Absolutely, if you’ve ever made the types of sausages for cold cuts at home it’s very obvious. People think the white powdery thing is just cool packaging (and to be fair in ultraprocessed crap it can be), but nope, that stuff is transparent when you get started.
Also, the “transparent stuff”? Disemboweled guts. I mean, the mold should be the least of your concerns if you’re going by gross-out factor.
“Cheese is just milk gone off big time styly.” - Stephen Fry
Fun part is, Aspergillus oryzae (fungi used to make koji) can develop into dangerous strains that release heavy toxins able to easily paralyze an adult forever.
This is one if the reasons they say not to try making your own spores and to restart batches with commercially purchased spores. One of the things people do with it is fast age steaks over 24 hours at room temp by growing a layer of it on the steaks surface (moldy steaks). Also isnt Aspirgillus is a mold not a fungi?
Mold is a structure formed by some fungi. Mold is always fungal.
I am literally eating blue cheese and enjoying the fuck off it, it’s the king of cheeses for me.
I love Gorgonzola but I never tried this. Is it similar?
I think they are one and the same
You can’t eat a big bite of it. That’s a rookie move. Just a little bit on a triscuit, maybe some mustard or salami with it, fucking mint.
Cranberries are awesome with it
Damnnn. I’m about to go get some stilton and cranberries right after work now.
I am a blue cheese veteran and I would literally eat a big bite. it’s so good. gimme the mold
Blue cheese drizzled with honey and topped with pecans is great.
Honey and cheese in general – mwah.
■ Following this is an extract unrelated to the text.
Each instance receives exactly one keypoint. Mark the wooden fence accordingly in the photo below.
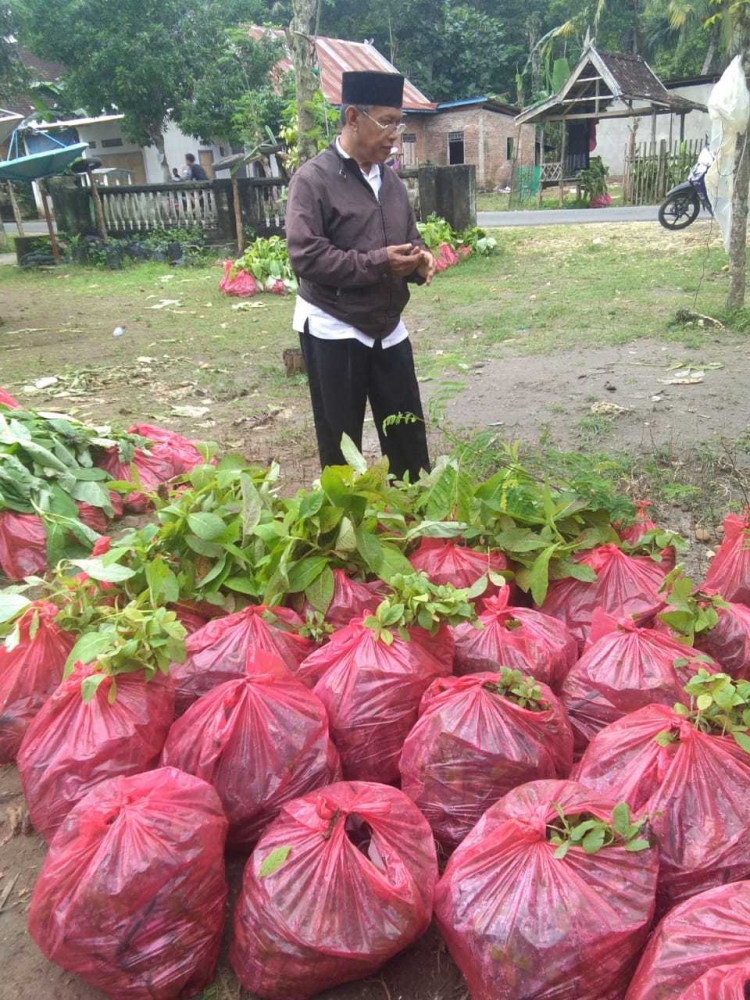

I like a fresh slice of challah with brie and honey on top.
blue cheese has mold in it
you have shit in you.
How did the surgury to remove your colon and both intestines go, Mr. Walter “Shitfree” Malone?
Yea but I rarely eat it
I appreciate your honesty.
Friendly reminder:
Unless you grow and/or slaughter ALL your own food, you have eaten and will continue to eat both the intentional and unintentional shit, piss, spit, and cum of food processors, transporters, and preparers your entire life.
I know that freaks a lot of people out, personally it just reminds me that the idea of being clean in this world has always been a illusion and that there’s no point obsessing over something out of my control.
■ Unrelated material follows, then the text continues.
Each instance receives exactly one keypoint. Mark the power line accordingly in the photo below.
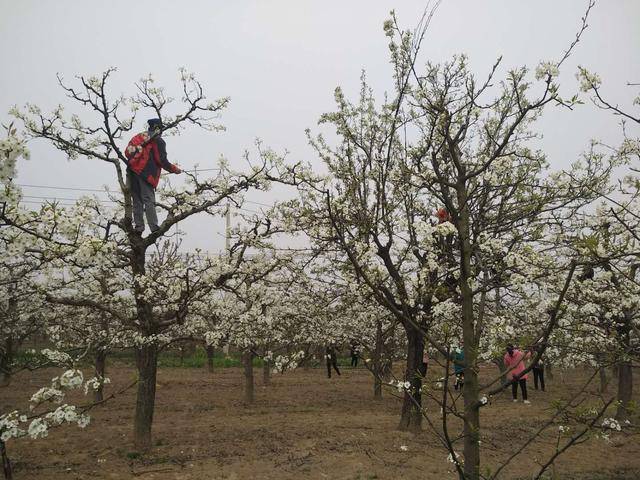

If we wanted that to happen significantly less, we could compensate and respect said workers commensurate with their vital role to society, fulfilling a universal basic human need, instead of treating them like shit, paying them shit, and calling food preparation/processing/serving “unskilled,” but we won’t, so enjoy!
Oh, you are giving a lot more credit to homemade food than it deserves. Or you’re surprisingly alright with eating your own of all of the above.
Aren’t we all continuously eating our own spit?
You left all the interesting ones out of that, though.
If you jerk off in a hot enough shower the cum scrambles just like eggs.
Mold is a fungus. Same group as mushrooms, yeast, etc. Some mushrooms are edible and delicious. So are some molds. The mold in blue cheese is not the same as the kind that makes food inedible.
Yet for some of us we can taste that it is a mold and it triggers a gag/gross out effect. My dad loves it. For me it is “hmm not bad” then “ugh that is rotten” and my tastebuds/brain vascillate between those experiences as I’m chewing it
I’m the only member of my family that dislikes it
Smells great
Tastes worse than almost anything I’ve put in my mouth. Like, doesn’t even have a flavor per se, just tastes of “get that out of my mouth”
Never has a description of the experience of consuming blue cheese felt more accurate.